The plot goes like this: there is a tribe of cavemen who live in this frozen wasteland. A little girl with blue eyes shows up out of nowhere, and as everyone in prehistoric times apparently looked exactly the same, it weirds them all out. A prophecy is made that "four-legged demons" will attack their tribe during the "last hunt". The girl, named Evolet, will be given to the warrior who will bring down a woolly mammoth during this last hunt. And of course, this warrior will lead their people after being attacked. This warrior ends up being D'Leh, a boy who is disgraced by the other boys in the tribe because his daddy abandoned them. D'Leh brings down the woolly mammoth, and thus wins Evolet -- who he then gives up because he "doesn't deserve her". Soon afterwards, the four-legged demons show up, killing some but kidnapping most of the members of the tribe. The few men that are left, including D'Leh, set out to regain their captured tribe members and most importantly, Evolet.

So they walk, and they walk, and they come across a bunch of other tribes who have encountered the same fate.

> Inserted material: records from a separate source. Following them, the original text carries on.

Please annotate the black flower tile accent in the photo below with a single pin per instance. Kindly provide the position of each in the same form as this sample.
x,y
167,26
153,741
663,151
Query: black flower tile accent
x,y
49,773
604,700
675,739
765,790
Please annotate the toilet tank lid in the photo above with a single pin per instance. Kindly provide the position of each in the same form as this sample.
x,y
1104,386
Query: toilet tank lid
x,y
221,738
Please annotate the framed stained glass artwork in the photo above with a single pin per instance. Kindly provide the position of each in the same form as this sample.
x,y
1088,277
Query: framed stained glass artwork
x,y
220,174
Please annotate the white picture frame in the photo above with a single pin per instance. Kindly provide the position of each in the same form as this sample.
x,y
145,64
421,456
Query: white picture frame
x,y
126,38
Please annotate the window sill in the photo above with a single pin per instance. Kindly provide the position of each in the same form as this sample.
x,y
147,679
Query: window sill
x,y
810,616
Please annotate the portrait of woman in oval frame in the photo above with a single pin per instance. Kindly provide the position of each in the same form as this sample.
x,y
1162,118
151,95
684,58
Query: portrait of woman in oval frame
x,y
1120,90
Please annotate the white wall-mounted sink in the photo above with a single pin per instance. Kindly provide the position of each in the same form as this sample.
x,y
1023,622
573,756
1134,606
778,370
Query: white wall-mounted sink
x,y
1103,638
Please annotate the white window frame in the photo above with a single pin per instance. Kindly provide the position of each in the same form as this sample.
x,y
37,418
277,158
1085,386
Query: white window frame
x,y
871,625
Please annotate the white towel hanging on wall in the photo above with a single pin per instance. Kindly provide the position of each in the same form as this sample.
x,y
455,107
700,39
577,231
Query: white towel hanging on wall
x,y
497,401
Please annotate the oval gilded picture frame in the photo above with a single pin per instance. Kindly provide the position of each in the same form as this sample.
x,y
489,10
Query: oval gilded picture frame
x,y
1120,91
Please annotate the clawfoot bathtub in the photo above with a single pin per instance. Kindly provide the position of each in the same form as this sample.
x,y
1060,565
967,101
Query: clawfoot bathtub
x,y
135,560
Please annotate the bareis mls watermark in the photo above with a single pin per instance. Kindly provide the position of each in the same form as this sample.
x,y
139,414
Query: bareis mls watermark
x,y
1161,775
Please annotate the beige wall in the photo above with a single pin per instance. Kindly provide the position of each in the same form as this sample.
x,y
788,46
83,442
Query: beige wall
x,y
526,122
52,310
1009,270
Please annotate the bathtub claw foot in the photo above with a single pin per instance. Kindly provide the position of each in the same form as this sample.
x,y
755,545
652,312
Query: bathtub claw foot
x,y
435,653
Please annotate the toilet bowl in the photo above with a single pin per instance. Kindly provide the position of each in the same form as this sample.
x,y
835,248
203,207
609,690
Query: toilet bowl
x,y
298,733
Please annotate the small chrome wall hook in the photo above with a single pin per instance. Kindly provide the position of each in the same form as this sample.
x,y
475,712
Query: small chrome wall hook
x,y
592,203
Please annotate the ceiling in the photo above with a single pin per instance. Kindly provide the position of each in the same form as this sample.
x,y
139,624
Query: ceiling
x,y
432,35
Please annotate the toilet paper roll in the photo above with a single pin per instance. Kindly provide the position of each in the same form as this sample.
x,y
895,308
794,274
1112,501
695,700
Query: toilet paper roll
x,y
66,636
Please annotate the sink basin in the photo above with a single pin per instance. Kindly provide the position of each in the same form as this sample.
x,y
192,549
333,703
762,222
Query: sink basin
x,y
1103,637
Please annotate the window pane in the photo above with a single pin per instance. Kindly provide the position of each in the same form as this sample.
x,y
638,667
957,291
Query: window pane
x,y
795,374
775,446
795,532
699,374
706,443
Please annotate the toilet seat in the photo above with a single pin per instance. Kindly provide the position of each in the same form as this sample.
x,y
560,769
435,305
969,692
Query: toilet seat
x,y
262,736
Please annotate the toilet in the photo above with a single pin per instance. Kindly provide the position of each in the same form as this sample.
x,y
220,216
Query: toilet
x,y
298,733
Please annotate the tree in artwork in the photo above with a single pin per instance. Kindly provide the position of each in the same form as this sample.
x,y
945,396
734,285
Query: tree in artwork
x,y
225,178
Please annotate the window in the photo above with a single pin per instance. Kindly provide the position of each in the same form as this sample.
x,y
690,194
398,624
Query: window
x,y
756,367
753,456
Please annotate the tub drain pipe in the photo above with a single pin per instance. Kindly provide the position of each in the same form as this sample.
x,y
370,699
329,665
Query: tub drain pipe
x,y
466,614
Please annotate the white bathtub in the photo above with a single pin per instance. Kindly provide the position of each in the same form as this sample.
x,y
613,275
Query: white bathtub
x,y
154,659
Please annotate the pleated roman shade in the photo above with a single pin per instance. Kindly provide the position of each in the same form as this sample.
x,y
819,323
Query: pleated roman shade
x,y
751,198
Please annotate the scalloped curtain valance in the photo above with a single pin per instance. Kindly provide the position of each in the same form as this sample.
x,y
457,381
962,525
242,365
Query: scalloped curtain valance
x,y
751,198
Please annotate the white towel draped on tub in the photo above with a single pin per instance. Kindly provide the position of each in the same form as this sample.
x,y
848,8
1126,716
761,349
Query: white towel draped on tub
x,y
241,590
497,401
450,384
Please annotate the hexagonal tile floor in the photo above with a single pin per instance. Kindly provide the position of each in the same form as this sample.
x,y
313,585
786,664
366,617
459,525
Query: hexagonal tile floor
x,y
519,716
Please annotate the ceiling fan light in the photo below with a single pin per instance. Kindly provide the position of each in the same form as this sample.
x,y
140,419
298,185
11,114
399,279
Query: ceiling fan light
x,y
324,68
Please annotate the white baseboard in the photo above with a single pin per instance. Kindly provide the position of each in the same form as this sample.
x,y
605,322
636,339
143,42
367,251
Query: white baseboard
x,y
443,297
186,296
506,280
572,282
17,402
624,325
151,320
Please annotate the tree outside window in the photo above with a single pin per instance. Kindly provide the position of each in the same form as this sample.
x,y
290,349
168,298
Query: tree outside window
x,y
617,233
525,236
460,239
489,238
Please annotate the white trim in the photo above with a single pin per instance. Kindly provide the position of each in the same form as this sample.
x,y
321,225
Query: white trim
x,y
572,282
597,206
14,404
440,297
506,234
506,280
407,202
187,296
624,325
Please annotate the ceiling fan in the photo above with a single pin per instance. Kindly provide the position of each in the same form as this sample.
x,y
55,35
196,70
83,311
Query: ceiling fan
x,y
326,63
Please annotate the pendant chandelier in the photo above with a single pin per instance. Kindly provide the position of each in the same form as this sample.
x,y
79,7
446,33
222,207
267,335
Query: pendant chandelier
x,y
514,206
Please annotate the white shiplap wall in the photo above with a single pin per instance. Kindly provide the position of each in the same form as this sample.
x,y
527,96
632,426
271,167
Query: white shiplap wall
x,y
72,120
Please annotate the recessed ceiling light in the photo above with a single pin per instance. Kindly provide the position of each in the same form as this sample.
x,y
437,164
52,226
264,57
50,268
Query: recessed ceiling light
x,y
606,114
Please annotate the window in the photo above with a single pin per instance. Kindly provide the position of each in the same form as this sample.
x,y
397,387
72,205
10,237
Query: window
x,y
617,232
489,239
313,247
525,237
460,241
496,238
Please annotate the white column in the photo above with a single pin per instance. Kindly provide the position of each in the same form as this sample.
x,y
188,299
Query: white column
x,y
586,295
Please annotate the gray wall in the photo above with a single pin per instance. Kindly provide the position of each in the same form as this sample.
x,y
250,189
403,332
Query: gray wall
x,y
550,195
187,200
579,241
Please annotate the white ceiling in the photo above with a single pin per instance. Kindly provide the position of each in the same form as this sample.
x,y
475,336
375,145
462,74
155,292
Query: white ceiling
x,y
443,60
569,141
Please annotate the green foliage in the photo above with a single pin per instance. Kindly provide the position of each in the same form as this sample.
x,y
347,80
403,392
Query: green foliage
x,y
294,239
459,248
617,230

D'Leh gets them all to follow him by talking to a sabre-tooth tiger. They wander around the desert for a while until they come across this metropolis on a river, where pyramids are being built. This is where all their captured tribe members are being kept, as slaves. This is all being done at the behest of someone who calls himself a god. D'Leh eventually gets all the slaves and tribes to band together to overthrow their oppressors, and he kills the tyrant. Evolet gets an arrow in the back and dies, but is "magically" brought back to life. Everyone lives happily ever after.

Now, all of us screening this movie noticed something interesting. Everyone in the film is dark-skinned -- either black or just darker complected in general (think Middle-Eastern or Native American coloring). The god-tyrant is completely covered from head to toe by a gigantic veil, which slips off when D'Leh kills him. And whoopsie, we see that Mr. Tyrant Man is -- gasp!! -- white. Whiter than I am. He was a white old guy.

Now, is that really just a coincidence? I don't like to read too much into things like that, but I wasn't the only person who noticed, and it definitely made us all wonder if that was on purpose or just an "accident" of casting. Or is it just another one of those Hollywood white-guilt things? To liberals, white guilt reigns supreme, and it only fits that a white guy would be the one to want to ruin everyone else's perfect little lives for his own benefit.

If you've seen the movie, what do you think?

7 comments:

Carl said...

Well, maybe they're trying to get back at Lord of the Rings lol. I remember some libtards were saying the Lord of the Rings movies were racist because the only dark-skinned humans in there were villains. (When actually it was just following the book,s which described the Easterlings and Southrons as dark-skinned).

Nah, I wouldn't be surprised if it was on purpose.

Anonymous said...

I think you're overeacting. All the God's servants were dark-skinned. And the cavemen looked like they'd pass the paper bag test.

Kat said...

Carl, I actually met somebody who made the same claim regarding Lord of the Rings and I was "Uh, the WHITE wizard in the 1st movie, pretty bad guy there, knocking down all them trees." Selective visual-ness I suppose.

I'll probably still see 10,000 BC just because.

Terri Wagner said...

Gosh, I feel weird. Now I know what it's like to be one of the outcast because I LOVED it. Thought it was great. Enjoyed the fact that is fairly clean, plot was for me riveting and cool. I guess I am color blind because I didn't pick up on any racial overtones. Just thought it was great and highly recommend it.

Anonymous said...

There are three problems with this movie, in my opinion:

1. There were NO advanced civilizations living in elaborate cities and making massive stone monuments in 10,000 BC.

2. The area that is now Egypt was verdant as recently as 3000 years ago. It was most definitely not desert in 10,000 BC.

3. Woolly Mammoths lived in the tundra, i.e., Siberia, not in Africa.

Dave M said...

If you set a movie in 10,000 BC, you should go out of your way to emphasize that it's set somewhere cool that only existed then, like the salt flats where the Mediteranian is now.

eric w said...

Forrest Gump? The white guys are the problem there too, except for those mentally or physically handicapped.